We met near the site of the Condit Dam, whose demolition in late 2011 was, at the time, the largest dam removal in the nation. After the breaching of the 125-foot-tall structure, nearly a century’s worth of accumulated (and quite stinky) sediment — some 2.4 million cubic yards — washed downstream.
Since then, coho salmon and steelhead trout have returned to their upstream spawning grounds, and rafters and kayakers have flocked to the newly accessible sections of the river. But restoration didn’t end with demolition: the riverbanks exposed by the reservoir’s draining had to be revegetated, as did downstream stretches scoured by the release of water and sediment.
Last Tuesday, our job was to pick up the weed barrier left behind by the contractors who had done some of that tree planting. It was hardly urgent work — the black nylon weed barrier had been in place for so long that it had sprouted ferns and fungi, and the trees seemed to be doing fine despite it. But it had been on the minds of the cleanup organizers, and they were delighted to see it finally come out of the river canyon.
The afternoon was gray and damp, but we soon worked up a sweat, plunging into the blackberries in search of our quarry.

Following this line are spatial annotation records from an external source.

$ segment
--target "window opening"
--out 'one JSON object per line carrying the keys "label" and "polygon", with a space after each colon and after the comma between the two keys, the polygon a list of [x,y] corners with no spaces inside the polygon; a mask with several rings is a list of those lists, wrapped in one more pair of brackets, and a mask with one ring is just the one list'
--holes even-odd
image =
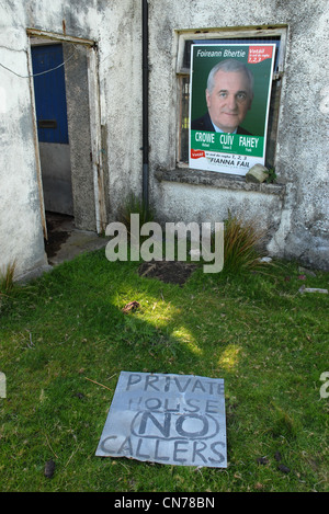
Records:
{"label": "window opening", "polygon": [[275,58],[273,69],[273,82],[271,91],[271,102],[269,112],[268,123],[268,139],[266,139],[266,151],[265,151],[265,165],[273,168],[275,163],[275,139],[279,121],[279,105],[281,95],[281,53],[282,53],[282,36],[281,35],[269,35],[269,36],[250,36],[250,37],[229,37],[229,38],[207,38],[197,39],[191,38],[184,41],[183,56],[181,60],[181,67],[179,69],[179,91],[180,91],[180,119],[179,119],[179,145],[178,145],[178,161],[181,164],[186,165],[189,163],[189,104],[190,104],[190,66],[191,66],[191,47],[193,44],[260,44],[260,43],[272,43],[275,44]]}

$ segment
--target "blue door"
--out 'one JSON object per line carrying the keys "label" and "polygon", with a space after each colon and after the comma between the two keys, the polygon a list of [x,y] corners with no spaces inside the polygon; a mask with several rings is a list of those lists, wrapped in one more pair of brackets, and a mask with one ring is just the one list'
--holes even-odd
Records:
{"label": "blue door", "polygon": [[[68,144],[64,66],[58,68],[63,62],[60,44],[32,47],[37,132],[41,142]],[[44,71],[47,72],[43,73]]]}
{"label": "blue door", "polygon": [[72,216],[63,46],[32,46],[31,52],[45,209]]}

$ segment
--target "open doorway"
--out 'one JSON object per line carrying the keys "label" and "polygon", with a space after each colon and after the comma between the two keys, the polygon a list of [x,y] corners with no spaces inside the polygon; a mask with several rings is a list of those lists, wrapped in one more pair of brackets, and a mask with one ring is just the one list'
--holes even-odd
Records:
{"label": "open doorway", "polygon": [[106,226],[97,48],[84,39],[29,32],[36,161],[48,254],[52,239],[65,239],[68,226],[97,233]]}

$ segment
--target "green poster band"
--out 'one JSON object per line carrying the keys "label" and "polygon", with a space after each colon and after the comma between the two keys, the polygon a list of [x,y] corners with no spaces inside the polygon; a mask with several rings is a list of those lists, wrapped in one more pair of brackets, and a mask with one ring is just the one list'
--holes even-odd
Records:
{"label": "green poster band", "polygon": [[264,138],[241,134],[191,130],[191,148],[239,156],[263,157]]}

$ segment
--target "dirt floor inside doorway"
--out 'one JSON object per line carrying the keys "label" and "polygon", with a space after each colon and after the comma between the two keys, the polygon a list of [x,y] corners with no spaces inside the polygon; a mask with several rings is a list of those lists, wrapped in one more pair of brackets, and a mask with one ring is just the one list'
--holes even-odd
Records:
{"label": "dirt floor inside doorway", "polygon": [[57,213],[46,213],[48,240],[45,251],[50,265],[70,261],[80,253],[104,248],[107,239],[90,230],[80,230],[75,218]]}

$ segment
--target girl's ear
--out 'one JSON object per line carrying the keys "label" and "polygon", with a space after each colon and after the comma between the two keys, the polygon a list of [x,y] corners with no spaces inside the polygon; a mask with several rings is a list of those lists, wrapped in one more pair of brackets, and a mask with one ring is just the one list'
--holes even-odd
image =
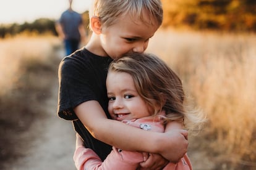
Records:
{"label": "girl's ear", "polygon": [[94,33],[100,34],[101,33],[101,23],[99,17],[92,16],[90,21],[91,28]]}

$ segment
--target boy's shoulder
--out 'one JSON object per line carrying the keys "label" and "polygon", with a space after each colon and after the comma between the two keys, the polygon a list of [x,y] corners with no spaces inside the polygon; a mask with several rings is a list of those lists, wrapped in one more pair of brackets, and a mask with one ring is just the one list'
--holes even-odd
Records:
{"label": "boy's shoulder", "polygon": [[76,51],[70,55],[66,57],[62,61],[62,64],[77,67],[81,65],[82,67],[88,67],[89,65],[108,65],[112,61],[109,57],[101,57],[95,55],[85,48]]}

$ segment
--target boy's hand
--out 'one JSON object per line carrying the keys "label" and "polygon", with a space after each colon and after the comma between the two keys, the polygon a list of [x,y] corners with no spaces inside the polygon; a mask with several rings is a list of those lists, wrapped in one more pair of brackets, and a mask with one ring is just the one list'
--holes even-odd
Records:
{"label": "boy's hand", "polygon": [[81,137],[80,137],[80,136],[79,135],[78,133],[76,133],[75,134],[75,149],[77,149],[78,147],[80,147],[80,146],[83,146],[83,142],[81,138]]}
{"label": "boy's hand", "polygon": [[163,148],[165,148],[160,152],[161,155],[170,162],[179,162],[187,151],[187,131],[176,129],[166,132],[164,134],[168,136],[169,143],[160,144],[164,145]]}
{"label": "boy's hand", "polygon": [[143,152],[143,157],[146,158],[144,162],[140,163],[142,168],[147,169],[158,170],[162,169],[169,163],[168,160],[160,154],[148,153]]}

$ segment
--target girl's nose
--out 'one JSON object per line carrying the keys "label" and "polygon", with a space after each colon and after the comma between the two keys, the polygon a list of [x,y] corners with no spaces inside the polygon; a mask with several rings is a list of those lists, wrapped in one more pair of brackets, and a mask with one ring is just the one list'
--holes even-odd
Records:
{"label": "girl's nose", "polygon": [[123,105],[122,102],[122,100],[119,99],[116,99],[114,102],[113,103],[113,108],[123,108]]}

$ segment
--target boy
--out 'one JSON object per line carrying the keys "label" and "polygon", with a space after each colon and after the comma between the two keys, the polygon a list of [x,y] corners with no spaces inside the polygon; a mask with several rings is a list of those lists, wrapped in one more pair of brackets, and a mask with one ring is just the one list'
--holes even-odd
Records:
{"label": "boy", "polygon": [[[111,119],[108,112],[105,82],[109,64],[126,54],[144,52],[162,20],[160,0],[95,0],[90,13],[91,38],[83,49],[60,63],[58,115],[72,120],[85,146],[102,160],[110,153],[111,145],[160,153],[173,162],[187,152],[187,132],[180,129],[179,123],[176,129],[168,124],[165,133],[145,132]],[[144,139],[151,140],[145,142]],[[140,165],[157,169],[168,163],[160,158],[150,154]]]}

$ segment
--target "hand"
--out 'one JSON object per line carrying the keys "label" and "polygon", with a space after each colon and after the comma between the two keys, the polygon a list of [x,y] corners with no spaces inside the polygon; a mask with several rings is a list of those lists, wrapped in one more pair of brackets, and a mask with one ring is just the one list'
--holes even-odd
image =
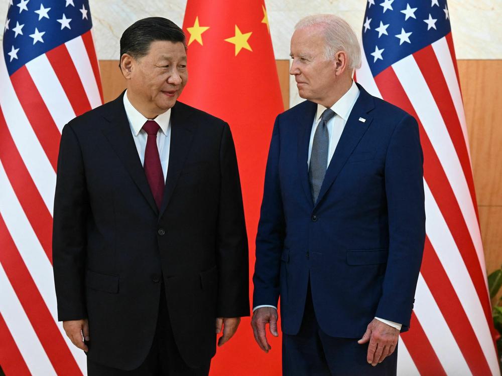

The half-buried sheets of weed barrier came loose with rewarding rips, and we could imagine the young trees breathing a little more easily. When our industrial trash bags were nearly overflowing, we lugged them back to the road and bid one another goodbye, streaked with mud and grinning with simple satisfaction.
Had the election results turned out differently, I might be looking back on the afternoon as a metaphor for broader kinds of recovery and restoration. But as it was, victory went to the campaign that distorted the past, sold a fantasy about the future, and abused the facts at every turn.
So I’ll skip the metaphor-making and tell you what I know to be true: The lessons that engineers, ecologists, and river advocates learned during the demolition of the Condit Dam were later applied to the removal of the Elwha and Glines Canyon dams from the Elwha River on Washington’s Olympic Peninsula. That accumulated knowledge, in turn, informed this year’s removal of four dams from the Klamath River in southern Oregon and northern California, an epic undertaking that freed some 400 miles of salmon habitat.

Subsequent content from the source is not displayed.